According to the figures published in the most recent English Housing Survey, (2010 –2011) home-ownership continues to be a mere pipe dream for those looking to own their own home. According to the Study, only 14.45 million (66%) of English folks live in their own homes, a decline of 1% on figures from the 2009/2010 study.
It’s also no surprise that the number of people accommodated within the private rented sector has risen. The annual report carried out by the Office of National Statistics revealed that an increase of 8% of people or 3.62 million and a whopping 16.5% of private households are now opting for homes with private landlords. Considering that in 2001, only 10% of the English population rented privately, the interest in the private rented sector has resulted in a steadily increase of rents. The survey further showed the average rent in the private rented sector as about £160 per week, while in the social rented sector, average rents were about £70 per week.
Because of demand for rented property from private landlords, mobility within the sector has shrunk. Private tenants looking for larger properties are finding suitable accommodation for growing families difficult to come by. Figures from the report show that overcrowding is just as prevalent as with the social sector.
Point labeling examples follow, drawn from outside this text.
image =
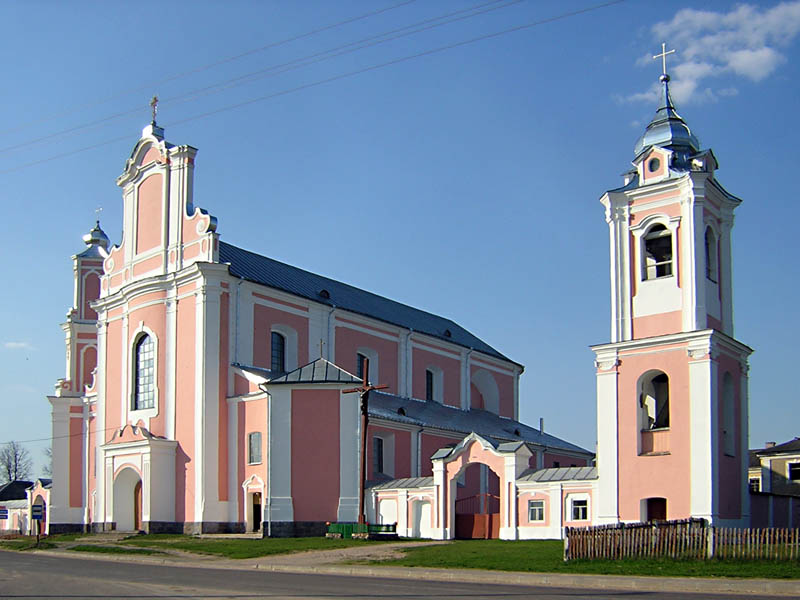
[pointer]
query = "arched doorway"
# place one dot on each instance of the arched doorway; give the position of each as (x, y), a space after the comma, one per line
(127, 503)
(477, 503)
(40, 525)
(257, 519)
(421, 518)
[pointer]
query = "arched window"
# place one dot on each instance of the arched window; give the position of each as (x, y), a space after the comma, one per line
(657, 252)
(728, 415)
(654, 402)
(711, 255)
(145, 385)
(434, 384)
(278, 350)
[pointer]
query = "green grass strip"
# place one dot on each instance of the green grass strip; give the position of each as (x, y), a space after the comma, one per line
(112, 549)
(545, 556)
(241, 548)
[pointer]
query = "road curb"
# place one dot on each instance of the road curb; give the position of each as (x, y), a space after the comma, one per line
(695, 585)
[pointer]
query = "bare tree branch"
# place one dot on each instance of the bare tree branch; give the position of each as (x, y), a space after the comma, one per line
(15, 462)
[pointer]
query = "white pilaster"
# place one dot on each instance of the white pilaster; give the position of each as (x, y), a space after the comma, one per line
(349, 421)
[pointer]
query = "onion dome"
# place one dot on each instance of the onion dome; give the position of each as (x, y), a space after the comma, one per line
(667, 129)
(97, 242)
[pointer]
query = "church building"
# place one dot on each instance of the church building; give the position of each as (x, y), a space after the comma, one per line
(209, 388)
(206, 384)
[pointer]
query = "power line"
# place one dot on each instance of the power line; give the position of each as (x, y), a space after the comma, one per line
(336, 78)
(156, 83)
(279, 69)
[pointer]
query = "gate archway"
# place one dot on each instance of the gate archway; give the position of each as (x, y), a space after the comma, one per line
(127, 503)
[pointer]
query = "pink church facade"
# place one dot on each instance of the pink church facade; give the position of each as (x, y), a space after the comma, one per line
(205, 383)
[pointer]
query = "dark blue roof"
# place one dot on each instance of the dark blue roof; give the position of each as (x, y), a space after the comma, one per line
(266, 271)
(489, 425)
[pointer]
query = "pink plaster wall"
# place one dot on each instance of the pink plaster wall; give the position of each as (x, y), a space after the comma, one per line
(663, 476)
(429, 444)
(76, 461)
(184, 409)
(472, 454)
(451, 375)
(731, 468)
(349, 340)
(264, 317)
(660, 324)
(91, 292)
(402, 451)
(148, 214)
(222, 404)
(88, 363)
(315, 465)
(113, 381)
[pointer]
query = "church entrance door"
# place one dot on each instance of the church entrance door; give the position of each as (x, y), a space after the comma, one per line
(257, 511)
(478, 517)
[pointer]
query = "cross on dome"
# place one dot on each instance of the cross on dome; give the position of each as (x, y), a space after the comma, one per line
(663, 57)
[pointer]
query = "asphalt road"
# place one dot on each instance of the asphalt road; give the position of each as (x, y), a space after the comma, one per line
(28, 575)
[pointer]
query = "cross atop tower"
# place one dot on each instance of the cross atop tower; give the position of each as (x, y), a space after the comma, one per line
(154, 108)
(663, 57)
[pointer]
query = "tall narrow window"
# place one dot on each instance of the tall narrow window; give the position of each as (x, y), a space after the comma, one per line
(254, 448)
(654, 402)
(360, 365)
(580, 510)
(144, 396)
(657, 252)
(278, 345)
(711, 255)
(429, 385)
(377, 455)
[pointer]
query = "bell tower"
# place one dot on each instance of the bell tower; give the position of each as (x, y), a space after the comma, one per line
(672, 383)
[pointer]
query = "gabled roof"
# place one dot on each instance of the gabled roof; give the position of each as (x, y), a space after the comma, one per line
(266, 271)
(318, 371)
(403, 484)
(14, 490)
(494, 428)
(787, 447)
(559, 474)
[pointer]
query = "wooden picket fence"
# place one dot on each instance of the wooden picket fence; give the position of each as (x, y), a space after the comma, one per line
(687, 539)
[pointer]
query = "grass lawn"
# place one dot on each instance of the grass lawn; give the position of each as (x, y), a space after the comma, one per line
(240, 548)
(545, 556)
(112, 549)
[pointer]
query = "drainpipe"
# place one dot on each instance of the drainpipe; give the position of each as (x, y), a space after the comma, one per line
(236, 323)
(269, 465)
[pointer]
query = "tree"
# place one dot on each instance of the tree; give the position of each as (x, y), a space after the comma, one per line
(48, 464)
(15, 462)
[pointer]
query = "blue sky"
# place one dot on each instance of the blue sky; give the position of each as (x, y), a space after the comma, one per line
(461, 177)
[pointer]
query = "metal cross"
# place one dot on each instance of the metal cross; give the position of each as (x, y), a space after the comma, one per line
(154, 107)
(663, 57)
(364, 391)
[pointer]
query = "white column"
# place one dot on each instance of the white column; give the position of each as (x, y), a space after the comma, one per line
(703, 425)
(607, 430)
(440, 499)
(349, 423)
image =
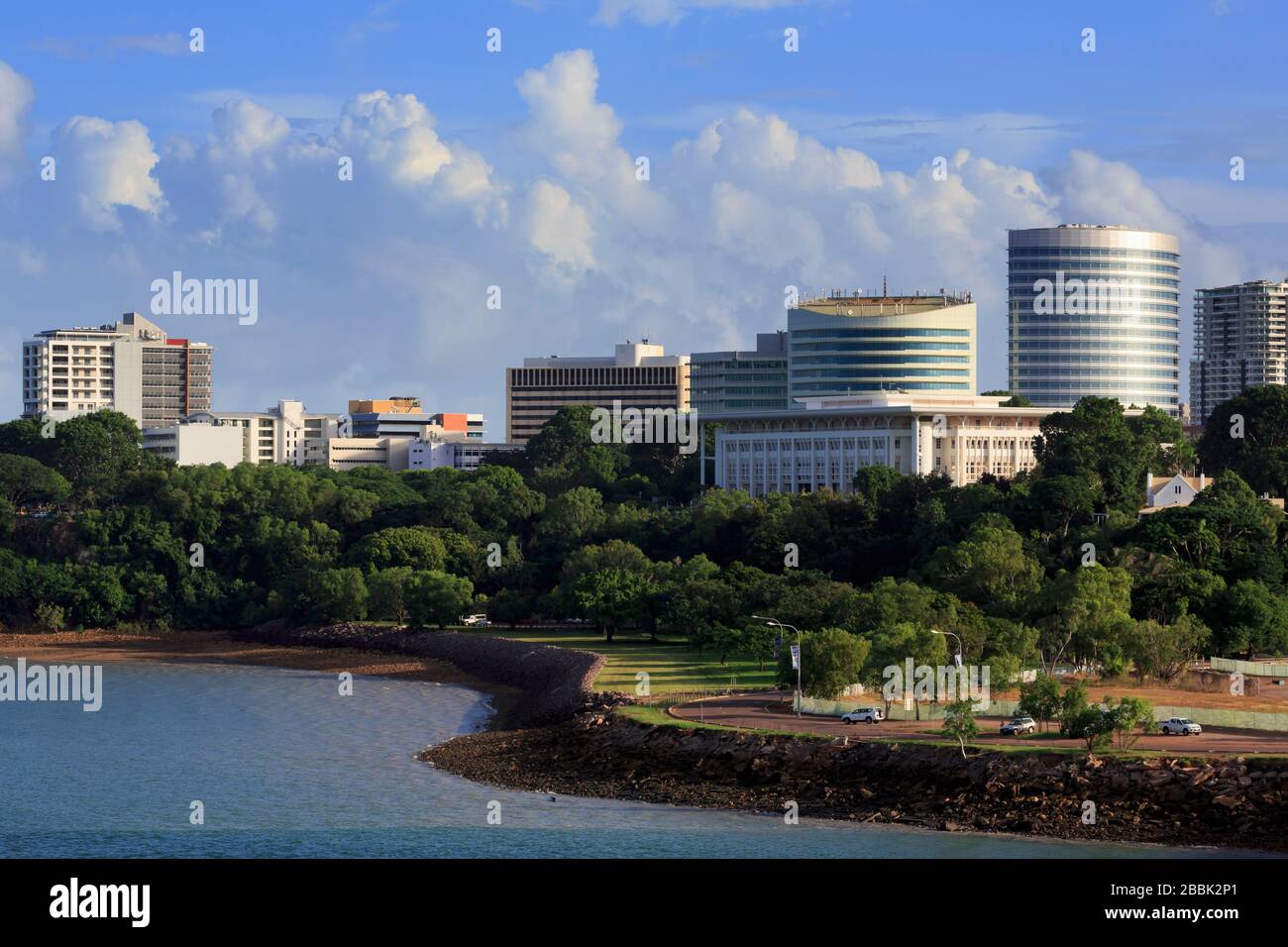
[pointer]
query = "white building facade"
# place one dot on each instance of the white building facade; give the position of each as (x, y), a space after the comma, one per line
(130, 367)
(196, 444)
(822, 444)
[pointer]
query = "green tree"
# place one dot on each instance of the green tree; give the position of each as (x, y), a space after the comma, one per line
(95, 453)
(1248, 436)
(831, 660)
(1131, 718)
(960, 723)
(991, 569)
(25, 482)
(437, 598)
(612, 598)
(1095, 441)
(1164, 651)
(336, 594)
(1091, 724)
(415, 547)
(1254, 620)
(1039, 698)
(386, 592)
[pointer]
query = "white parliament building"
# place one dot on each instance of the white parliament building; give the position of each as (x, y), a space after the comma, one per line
(820, 444)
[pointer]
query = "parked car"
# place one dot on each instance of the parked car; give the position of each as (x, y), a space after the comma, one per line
(1019, 724)
(864, 715)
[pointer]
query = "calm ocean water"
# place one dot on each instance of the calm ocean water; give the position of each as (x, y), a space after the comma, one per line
(286, 767)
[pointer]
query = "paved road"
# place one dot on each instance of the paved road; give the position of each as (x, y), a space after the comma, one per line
(769, 711)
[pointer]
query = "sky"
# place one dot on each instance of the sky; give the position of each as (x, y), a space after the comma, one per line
(520, 167)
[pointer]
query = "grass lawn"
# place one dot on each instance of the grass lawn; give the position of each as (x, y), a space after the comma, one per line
(670, 665)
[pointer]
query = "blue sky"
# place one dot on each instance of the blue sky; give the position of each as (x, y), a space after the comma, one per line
(516, 169)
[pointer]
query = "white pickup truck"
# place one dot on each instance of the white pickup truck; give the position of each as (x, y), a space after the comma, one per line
(1179, 724)
(864, 715)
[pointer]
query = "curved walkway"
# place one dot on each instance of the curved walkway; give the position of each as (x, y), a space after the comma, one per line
(771, 711)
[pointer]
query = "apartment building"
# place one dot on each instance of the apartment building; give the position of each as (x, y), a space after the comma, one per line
(130, 367)
(849, 343)
(636, 375)
(286, 433)
(1239, 341)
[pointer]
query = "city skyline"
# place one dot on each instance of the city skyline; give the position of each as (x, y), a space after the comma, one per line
(786, 172)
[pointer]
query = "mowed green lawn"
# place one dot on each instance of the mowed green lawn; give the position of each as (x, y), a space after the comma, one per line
(670, 665)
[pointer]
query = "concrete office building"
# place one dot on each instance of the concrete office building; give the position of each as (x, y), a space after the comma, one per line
(734, 380)
(638, 375)
(853, 343)
(460, 455)
(132, 367)
(822, 442)
(349, 453)
(1095, 309)
(1239, 341)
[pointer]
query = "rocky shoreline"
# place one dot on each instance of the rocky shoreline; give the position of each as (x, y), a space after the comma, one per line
(545, 684)
(1172, 801)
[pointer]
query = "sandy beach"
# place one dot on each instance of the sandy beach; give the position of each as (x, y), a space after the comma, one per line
(94, 647)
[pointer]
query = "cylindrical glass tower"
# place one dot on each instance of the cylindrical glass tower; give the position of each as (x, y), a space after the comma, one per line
(1095, 309)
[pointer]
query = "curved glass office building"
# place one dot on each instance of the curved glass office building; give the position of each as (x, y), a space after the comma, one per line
(854, 344)
(1095, 309)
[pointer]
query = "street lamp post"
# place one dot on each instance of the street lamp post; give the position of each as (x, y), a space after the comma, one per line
(800, 656)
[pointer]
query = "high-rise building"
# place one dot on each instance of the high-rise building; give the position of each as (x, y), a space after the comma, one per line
(853, 343)
(638, 375)
(734, 380)
(132, 367)
(1095, 309)
(1239, 341)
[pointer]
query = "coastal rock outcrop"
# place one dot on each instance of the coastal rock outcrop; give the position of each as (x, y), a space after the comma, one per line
(555, 682)
(1173, 801)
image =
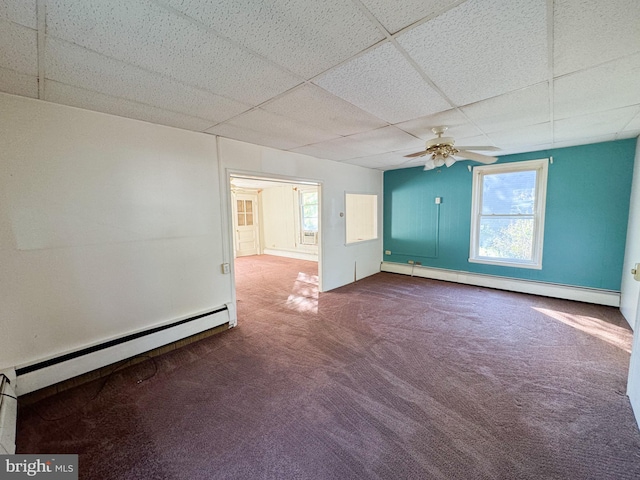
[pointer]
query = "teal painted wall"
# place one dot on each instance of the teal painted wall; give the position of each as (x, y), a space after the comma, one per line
(588, 193)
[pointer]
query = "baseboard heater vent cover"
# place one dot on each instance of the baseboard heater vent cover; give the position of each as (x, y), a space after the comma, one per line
(53, 370)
Whereas 7% of social renters were victim to overcrowding, close behind them, 6% of private renters also have problems with overcrowding.
The Rise of Generation Rent
The survey also revealed that 10% of all owner-occupiers were under the age of 35, but over 50% of all private renters were in this age group. While it’s good news for private landlords, the double edged sword is not without it’s faults as the number of under 35-year-olds fail to get that all important first step on the property ladder.
With the private rented sector taking up the slack of the housing gap, there is still not enough available housing stock to go around, with as many as 6 tenants vying for each available private rented property that comes on the market.
According to the Council of Mortgage Lenders, (CML) the number of buy-to-let properties rose by 84,000 in 2011 but buy-to-let is still relatively subdued, despite landlords grabbing £160 billion worth of property.
Lettings Agents and Property Services, Countrywide have also noted a 24% increase of new tenants registering for private rented accommodation in 2011, when compared to 2010, another massive 275,000 new tenants all searching for property to rent. London still appears to be the region of most growth….and of increasing rents than any other region. Countrywide’s quarterly report also confirm that an increasing number of properties are snapped up by tenants before they are even advertised and any property that does make it to the advertising stage is let on average within 13.6 days.